La fiesta principal en el distrito de Paca (Jauja) es la celebración en honor al Señor Ánimas, que combina profunda fe religiosa y tradiciones andinas durante los carnavales (febrero). Se caracteriza por la devoción a una “piedra sagrada” (wanka) con la imagen de Cristo, con misas, procesiones, la danza pachahuara y la comida tradicional que es organizada por los mayordomos.
A esto se suma la peregrinación de los barrios y pueblos aledaños hacia la Iglesia Matriz de Paca. Para llegar al recinto religioso, las comitivas llegan acompañadas de orquestas y bandas, cargando la imagen del santo patrón.

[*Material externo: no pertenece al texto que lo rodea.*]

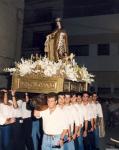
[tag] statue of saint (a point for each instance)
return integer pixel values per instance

Para los lugareños, esta costumbre es conocida como “la fiesta de los compadres y las comadres”, donde la camaradería, la unión, el reencuentro y la fe se combinan bajo un pretexto religioso.

En el santuario, las multitudes veneran a Cristo y encienden velas sobre numerosos candelabros. Después de la liturgia, la procesión y la danza, todos se retiran a la casa de algún mayordomo para la cerveceada y el almuerzo, quedando la iglesia y la plaza totalmente desoladas.
APRECIACIÓN
El antropólogo José León Beramendi refiere que “la celebración al Señor de Ánimas es una de las más grandes en Jauja. Esta se compone de tres momentos, el peregrinaje al santuario; la fiesta de los mayordomos; y la festividad de los alféreces”.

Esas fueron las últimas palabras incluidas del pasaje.